Si c’était conçu dans l’esprit de mieux connaître les mouvements, les envies des gens, oui. Mais j’en doute. Traditionnellement, en France, la participation semble surtout tenter de renforcer l’adhésion des gens aux décisions prises par les politiques ! Pour que la participation fonctionne, il faudrait un autre personnel dans les associations, les centres sociaux, et dans les administrations : renforcer le pouvoir d’agir, ça ne veut pas dire inciter les gens à aller aux réunions du maire ! Le pouvoir d’agir consiste trop souvent à relooker le vocabulaire de la politique de la ville. Mais il faudrait un peu d’humilité ! Et comprendre que maintenant, on demande aux gens d’avoir partout une capacité d’initiative, de proposition, de prise de décision, de coopération. On n’est plus dans la société industrielle où le pouvoir venait d’en haut, où il fallait obéir, être sage et discipliné, on n’est plus dans une société avec des grandes manufactures où l’individu était une partie de la machine… On est entré dans une société de compétitivité où l’on dit que, comme chez les cadres, pour réussir il faut prendre des initiatives. Or, par exemple, la plupart des maires fonctionne encore, sans s’en rendre compte, de manière clientéliste : c’est eux qui incitent les gens à se constituer en association pour obtenir des subventions.
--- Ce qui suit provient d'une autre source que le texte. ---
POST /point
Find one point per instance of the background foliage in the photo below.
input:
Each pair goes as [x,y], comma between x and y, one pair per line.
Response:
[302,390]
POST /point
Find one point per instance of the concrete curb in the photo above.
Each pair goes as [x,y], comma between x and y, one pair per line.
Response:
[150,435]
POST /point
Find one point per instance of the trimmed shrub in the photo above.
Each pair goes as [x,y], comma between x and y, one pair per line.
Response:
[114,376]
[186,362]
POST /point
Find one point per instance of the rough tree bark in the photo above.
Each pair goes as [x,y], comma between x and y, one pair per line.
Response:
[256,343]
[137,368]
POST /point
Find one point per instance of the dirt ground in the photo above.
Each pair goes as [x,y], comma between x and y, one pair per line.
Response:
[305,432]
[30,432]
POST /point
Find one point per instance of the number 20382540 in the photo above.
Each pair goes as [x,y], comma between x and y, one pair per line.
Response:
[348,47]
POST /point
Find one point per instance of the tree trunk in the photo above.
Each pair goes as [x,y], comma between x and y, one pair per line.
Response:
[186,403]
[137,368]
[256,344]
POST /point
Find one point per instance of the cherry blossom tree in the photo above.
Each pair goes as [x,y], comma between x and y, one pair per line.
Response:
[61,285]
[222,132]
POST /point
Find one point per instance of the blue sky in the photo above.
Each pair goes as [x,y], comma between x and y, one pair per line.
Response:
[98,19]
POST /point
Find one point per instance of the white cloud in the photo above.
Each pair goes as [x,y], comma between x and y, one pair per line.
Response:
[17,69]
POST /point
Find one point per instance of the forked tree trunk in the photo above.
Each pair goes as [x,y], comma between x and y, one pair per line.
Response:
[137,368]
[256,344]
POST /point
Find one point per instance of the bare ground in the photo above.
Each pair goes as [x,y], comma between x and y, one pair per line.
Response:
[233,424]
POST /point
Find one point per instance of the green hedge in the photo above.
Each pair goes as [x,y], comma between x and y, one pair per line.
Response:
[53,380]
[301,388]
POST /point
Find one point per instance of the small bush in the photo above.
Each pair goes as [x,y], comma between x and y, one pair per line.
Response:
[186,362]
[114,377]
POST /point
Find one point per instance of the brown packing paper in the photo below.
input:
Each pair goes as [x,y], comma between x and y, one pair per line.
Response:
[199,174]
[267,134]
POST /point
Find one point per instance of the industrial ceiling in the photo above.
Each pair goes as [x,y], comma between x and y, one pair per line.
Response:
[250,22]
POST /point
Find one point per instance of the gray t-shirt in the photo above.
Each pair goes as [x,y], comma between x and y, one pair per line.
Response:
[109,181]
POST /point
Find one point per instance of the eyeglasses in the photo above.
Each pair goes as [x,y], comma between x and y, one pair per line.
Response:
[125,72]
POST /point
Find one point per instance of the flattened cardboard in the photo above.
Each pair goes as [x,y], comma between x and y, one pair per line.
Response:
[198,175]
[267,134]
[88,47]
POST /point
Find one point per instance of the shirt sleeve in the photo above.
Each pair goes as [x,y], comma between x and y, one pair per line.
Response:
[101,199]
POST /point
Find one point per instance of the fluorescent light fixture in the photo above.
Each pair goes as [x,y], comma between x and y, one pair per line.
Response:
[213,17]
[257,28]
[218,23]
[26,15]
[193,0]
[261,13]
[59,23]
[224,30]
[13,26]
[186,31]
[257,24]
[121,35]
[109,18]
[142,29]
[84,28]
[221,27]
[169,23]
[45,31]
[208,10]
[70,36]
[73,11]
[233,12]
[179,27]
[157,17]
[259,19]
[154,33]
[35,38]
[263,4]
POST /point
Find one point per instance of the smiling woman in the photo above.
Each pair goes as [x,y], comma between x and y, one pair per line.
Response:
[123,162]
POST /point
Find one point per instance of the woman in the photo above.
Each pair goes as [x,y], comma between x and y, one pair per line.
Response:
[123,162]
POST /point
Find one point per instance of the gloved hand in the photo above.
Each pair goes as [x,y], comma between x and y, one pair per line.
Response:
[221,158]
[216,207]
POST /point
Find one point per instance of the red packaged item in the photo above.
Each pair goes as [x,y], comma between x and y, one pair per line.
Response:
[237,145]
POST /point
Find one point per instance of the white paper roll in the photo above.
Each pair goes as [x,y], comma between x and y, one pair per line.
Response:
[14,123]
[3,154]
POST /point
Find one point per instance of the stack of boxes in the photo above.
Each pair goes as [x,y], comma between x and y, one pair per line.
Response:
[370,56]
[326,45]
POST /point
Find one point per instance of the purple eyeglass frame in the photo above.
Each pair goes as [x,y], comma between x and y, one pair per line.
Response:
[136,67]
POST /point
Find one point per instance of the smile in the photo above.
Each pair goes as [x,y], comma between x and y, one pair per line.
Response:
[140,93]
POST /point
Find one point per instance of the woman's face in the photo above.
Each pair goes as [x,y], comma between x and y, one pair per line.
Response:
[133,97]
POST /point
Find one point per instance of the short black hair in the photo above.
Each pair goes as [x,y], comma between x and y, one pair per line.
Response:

C’est partager pour mieux récupérer ! A la fin, du coup, ces associations doivent tout à ces maires. C’est une sorte de régime féodal avec le seigneur et ses obligés ! A ce titre, Marseille est caricatural.
les intercommunalités peuvent devenir des instances intermédiaires de transaction
Comment sortir de ce système ?
Il faut sortir du technocratisme, autant que du clientélisme. L’intérêt porté par le gouvernement aux intercommunalités est une très bonne chose : elles sont en général détachées des liens clientélistes. Lyon, à Bordeaux, à Grenoble, semblent y arriver un peu. Mais il faudra faire bouger les intercommunalités telles qu’elles existent, pour qu’elles arrivent à mieux mettre en relation les forces constituées des habitants avec les opportunités. Elles peuvent devenir des instances intermédiaires de transaction. La démocratie, c’est la transaction. Le Parlement, c’est un lieu de transactions. Il faudra aussi aider les gens à se constituer en force. L’intercommunalité peut créer des opportunités, aux acteurs de les utiliser.